Calculus II

Authors

Aven Peters

Gustavo Diaz

Yesterday we learned the basic idea behind differentiation, one of the two main topics in calculus. Today, we’re going to focus on the other major topic, which is called integration. As before, go to this link and enter the following code.

ajrzbz

Riemann sums

A Riemann sum is a series of rectangles used to approximate the area under a curve. For example, suppose we wanted to find the area of the region bounded by the function \(f(x) = 3x^2\), the \(x-axis\), and the line \(x = 4.\) How might we do this?

First, we should decide how many rectangles we want to use. For now, let’s use \(8\) rectangles that are each \(0.5\) units wide. Then the formula for the area of rectangle \(i\) is \(f(x_i)*0.5\) for some value of \(x_i.\)

Since we know the formula for each rectangle, we can write the sum of all \(8\) rectangles like this:

\[\sum_{i = 1}^{8} f(x_i)*0.5.\]

Which value of \(x_i\) should we choose? There are three common options:

  • The left endpoint of the rectangle

  • The right endpoint of the rectangle

  • The midpoint of the rectangle.

In the first case, we would set \(x_1 = 0, x_2 = 0.5, x_3 = 1, ..., x_8 = 3.5.\)

In the second case, we would start with \(x_1 = 0.5\) and go up to \(x_8 = 4.\)

Finally, we could use the midpoint, which would mean \(x_1 = 0.25, x_2 = 0.75, ..., x_8 = 3.75.\)

Let’s use the right endpoint for now.
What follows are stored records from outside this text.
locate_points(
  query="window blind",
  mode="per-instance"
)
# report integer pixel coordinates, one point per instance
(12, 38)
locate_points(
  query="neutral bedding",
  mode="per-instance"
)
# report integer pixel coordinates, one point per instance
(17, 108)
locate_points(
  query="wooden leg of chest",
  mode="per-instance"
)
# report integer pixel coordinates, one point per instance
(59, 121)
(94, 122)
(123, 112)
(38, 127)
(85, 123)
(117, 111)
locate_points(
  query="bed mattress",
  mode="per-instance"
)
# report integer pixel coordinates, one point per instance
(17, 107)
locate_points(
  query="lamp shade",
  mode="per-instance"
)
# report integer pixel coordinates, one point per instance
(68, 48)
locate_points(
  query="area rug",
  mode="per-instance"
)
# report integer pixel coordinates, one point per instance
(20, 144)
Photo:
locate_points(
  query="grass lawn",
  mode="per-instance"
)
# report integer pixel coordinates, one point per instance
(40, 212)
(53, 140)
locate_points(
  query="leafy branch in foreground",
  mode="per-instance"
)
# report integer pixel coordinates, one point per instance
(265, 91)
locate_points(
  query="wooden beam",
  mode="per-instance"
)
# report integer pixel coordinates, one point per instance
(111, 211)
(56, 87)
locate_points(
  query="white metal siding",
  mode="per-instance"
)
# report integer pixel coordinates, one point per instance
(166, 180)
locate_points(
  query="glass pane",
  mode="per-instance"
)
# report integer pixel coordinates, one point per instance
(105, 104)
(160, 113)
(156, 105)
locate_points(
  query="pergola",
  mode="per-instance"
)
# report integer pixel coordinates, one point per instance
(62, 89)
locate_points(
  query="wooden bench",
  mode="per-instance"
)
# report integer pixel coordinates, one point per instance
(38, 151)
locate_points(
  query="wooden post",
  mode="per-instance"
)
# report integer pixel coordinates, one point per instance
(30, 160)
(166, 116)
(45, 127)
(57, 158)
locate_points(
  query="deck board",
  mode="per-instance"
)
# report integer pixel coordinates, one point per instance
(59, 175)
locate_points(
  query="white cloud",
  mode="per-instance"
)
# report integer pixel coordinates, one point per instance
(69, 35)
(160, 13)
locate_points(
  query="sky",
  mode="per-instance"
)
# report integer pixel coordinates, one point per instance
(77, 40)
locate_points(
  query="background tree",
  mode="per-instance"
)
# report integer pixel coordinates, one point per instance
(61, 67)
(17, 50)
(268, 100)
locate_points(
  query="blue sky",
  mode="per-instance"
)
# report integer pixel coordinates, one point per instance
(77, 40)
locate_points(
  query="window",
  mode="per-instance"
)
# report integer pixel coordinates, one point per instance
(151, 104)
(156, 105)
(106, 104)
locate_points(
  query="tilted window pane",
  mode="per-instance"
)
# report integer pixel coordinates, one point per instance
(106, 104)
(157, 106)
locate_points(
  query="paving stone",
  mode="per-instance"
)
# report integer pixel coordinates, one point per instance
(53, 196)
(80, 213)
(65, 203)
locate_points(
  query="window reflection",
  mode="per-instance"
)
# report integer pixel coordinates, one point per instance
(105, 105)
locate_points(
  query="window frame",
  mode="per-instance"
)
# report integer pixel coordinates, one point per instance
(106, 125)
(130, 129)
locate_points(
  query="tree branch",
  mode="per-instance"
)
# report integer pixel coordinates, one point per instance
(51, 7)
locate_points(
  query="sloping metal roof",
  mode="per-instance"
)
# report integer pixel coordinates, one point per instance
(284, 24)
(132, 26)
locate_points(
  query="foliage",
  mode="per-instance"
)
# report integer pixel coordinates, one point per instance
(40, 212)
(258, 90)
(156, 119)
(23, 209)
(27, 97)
Then we can approximate the area under the curve as

\[ \sum_{i = 1}^{8} f(x_i)*0.5 = \sum_{i = 1}^{8} 3*x_i^2*0.5.\] Rather than computing this by hand, let’s use R as a calculator:

i <- c(1:8) # create a vector of i's

x_i <- i/2 # create a vector of x_i's

f_x_i <- 3*(x_i)^2 # compute the value of f at each x_i

area_i <- f_x_i*0.5 # compute the area of rectangle i

sum(area_i) # add them up
[1] 76.5

We can easily adjust this code to use the left endpoint or the midpoint. Try it!

What if we wanted to make this a little more abstract? How would we adjust this formula to use \(n\) rectangles for any \(n \in \mathbb{N}\)?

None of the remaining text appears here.